Question

In a common emitter amplifier, using output resistance of \(5000 \Omega\) and input resistance of \(2000 \Omega\), if the peak value of input signal voltage is \(10 \mathrm{mV}\) and \(\beta=50\) then what is the peak value of output voltage? (A) \(2.5 \times 10^{-4}\) Volt (B) \(5 \times 10^{-6}\) Volt (C) \(1.25\) Volt (D) 125 Volt

Short answer

The peak value of the output voltage is (C) \(1.25V\).

Step-by-step solution

Determine the given values

In this exercise, we are given the following values: Output resistance, \(R_L = 5000\Omega\) Input resistance, \(R_{in} = 2000\Omega\) Peak value of input signal voltage, \(V_{in(peak)} = 10mV = 10\times 10^{-3}V\) Current gain of the transistor, \(\beta = 50\)

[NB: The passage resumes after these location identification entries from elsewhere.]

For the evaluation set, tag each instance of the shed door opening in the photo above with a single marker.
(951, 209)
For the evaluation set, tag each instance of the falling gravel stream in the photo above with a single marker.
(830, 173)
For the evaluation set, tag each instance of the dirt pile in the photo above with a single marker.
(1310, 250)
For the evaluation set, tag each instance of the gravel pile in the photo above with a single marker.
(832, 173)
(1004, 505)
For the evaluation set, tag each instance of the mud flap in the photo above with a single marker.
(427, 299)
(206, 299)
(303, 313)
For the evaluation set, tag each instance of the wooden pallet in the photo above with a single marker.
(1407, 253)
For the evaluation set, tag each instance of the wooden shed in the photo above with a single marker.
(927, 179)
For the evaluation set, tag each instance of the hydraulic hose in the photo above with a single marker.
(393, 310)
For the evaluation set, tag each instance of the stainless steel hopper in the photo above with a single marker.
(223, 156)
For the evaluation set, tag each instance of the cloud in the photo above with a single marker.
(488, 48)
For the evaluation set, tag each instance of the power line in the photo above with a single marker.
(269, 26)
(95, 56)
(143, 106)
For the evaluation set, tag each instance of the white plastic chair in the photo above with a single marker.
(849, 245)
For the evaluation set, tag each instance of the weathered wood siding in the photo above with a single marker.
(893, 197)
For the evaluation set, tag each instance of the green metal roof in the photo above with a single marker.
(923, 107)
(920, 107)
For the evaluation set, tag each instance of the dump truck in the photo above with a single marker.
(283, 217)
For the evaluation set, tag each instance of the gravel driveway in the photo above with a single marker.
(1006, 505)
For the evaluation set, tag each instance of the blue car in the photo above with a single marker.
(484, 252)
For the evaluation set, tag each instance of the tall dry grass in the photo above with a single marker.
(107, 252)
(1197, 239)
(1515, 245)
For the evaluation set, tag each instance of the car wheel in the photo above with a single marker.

Calculate the voltage gain (A_v)

Using the formula for the voltage gain of a common emitter amplifier, we can calculate the voltage gain (A_v) as follows: \[A_v = -\frac{\beta(R_L)}{R_{in}}\] Plug in the values: \[A_v = -\frac{50\times 5000\Omega}{2000\Omega}\] Now, compute A_v: \[A_v = -\frac{250000}{2000}\] \[A_v = -125\]

Calculate the peak value of the output voltage (V_out(peak))

To find the peak value of the output voltage, we simply multiply the voltage gain by the input peak voltage: \(V_{out(peak)} = A_v \times V_{in(peak)}\) Plug in the values: \(V_{out(peak)} = (-125) \times (10\times 10^{-3}V)\) Now, compute \(V_{out(peak)}\): \(V_{out(peak)} = -1.25V\) Since we are asked for the peak value, we can take the magnitude of the output voltage, i.e., the peak value of the output voltage is \(1.25V\). The answer is (C) 1.25 Volt.